Bhagyashree emphasizes the importance of leg exercises in strengthening the core muscles. By targeting the legs, you can improve your overall core stability and reduce the risk of injury. Here are some key leg exercises to try:

  • Squats: Stand with your feet shoulder-width apart and slowly lower your body down into a squat, keeping your back straight and your knees behind your toes. Lunges: Stand with your feet together and take a large step forward with one foot. Lower your body down into a lunge, keeping your front knee behind your toes and your back knee almost touching the ground. Leg Raises: Lie on your back with your arms extended overhead and raise one leg up towards the ceiling, keeping it straight. Lower your leg back down and repeat with the other leg. ## Core Engagement**
  • Core Engagement

    Engaging your core muscles is essential for maintaining good posture and preventing back pain. Bhagyashree recommends incorporating core exercises into your daily routine to strengthen your core and improve your overall stability. Here are some tips for engaging your core:

  • Draw your belly button towards your spine: This helps to engage your transverse abdominis muscle, which is the deepest abdominal muscle that wraps around your spine and pelvis. Breathe deeply and slowly: Deep breathing can help to engage your core muscles and improve your overall stability.

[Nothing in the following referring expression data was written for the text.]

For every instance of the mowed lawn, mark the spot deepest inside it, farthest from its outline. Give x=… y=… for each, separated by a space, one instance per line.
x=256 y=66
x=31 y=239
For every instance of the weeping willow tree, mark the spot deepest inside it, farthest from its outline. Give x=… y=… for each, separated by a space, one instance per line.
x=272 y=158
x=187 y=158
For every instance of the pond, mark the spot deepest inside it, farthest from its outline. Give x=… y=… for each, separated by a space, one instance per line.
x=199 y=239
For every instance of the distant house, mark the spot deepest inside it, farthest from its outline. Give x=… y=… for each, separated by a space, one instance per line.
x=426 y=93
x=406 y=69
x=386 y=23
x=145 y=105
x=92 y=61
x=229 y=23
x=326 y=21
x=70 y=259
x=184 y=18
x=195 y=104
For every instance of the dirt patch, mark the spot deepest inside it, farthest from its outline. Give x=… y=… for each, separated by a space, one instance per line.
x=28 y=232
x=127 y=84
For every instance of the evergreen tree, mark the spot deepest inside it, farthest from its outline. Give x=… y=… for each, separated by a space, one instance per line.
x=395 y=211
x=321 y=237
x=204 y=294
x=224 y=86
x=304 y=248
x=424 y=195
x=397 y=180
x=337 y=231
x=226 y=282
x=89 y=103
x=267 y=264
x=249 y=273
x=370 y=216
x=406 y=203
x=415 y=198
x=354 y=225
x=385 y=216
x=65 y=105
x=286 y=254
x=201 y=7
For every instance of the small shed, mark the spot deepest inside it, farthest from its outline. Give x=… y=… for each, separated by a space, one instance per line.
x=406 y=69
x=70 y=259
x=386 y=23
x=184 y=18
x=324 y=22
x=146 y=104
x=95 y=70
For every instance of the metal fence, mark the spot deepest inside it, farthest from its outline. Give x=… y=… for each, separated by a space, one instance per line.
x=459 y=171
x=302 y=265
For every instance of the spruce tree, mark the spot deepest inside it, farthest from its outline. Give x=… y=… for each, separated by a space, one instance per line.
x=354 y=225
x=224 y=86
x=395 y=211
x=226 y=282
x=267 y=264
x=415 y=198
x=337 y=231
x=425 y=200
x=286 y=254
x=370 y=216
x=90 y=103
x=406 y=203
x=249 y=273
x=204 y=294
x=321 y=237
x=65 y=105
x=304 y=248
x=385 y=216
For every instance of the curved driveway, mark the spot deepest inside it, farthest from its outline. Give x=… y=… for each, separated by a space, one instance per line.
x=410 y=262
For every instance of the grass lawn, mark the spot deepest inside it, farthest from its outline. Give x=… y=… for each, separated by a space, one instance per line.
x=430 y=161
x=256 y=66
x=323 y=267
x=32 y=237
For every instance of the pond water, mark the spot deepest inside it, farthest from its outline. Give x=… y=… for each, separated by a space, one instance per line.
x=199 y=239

    The Benefits of Stretching for Lower Back Thigh Muscles

    Stretching is a simple yet effective way to improve flexibility and reduce muscle tension in the lower back and thigh muscles. Regular stretching can help alleviate common issues such as lower back pain, sciatica, and tight hip flexors.

    Why Stretching is Important

    Stretching is essential for maintaining good posture, reducing muscle imbalances, and preventing injuries. When muscles are tight, they can pull the spine out of alignment, leading to poor posture and putting additional stress on the lower back. Regular stretching can help maintain a healthy range of motion and reduce muscle tension.

    Types of Stretching Exercises

    There are several types of stretching exercises that can target the lower back and thigh muscles. Some of the most effective exercises include:

  • Hamstring stretches: These stretches target the back of the thigh muscles and can help alleviate tightness and discomfort in the lower back. Hip flexor stretches: These stretches target the front of the hip muscles and can help improve flexibility and reduce tension in the lower back.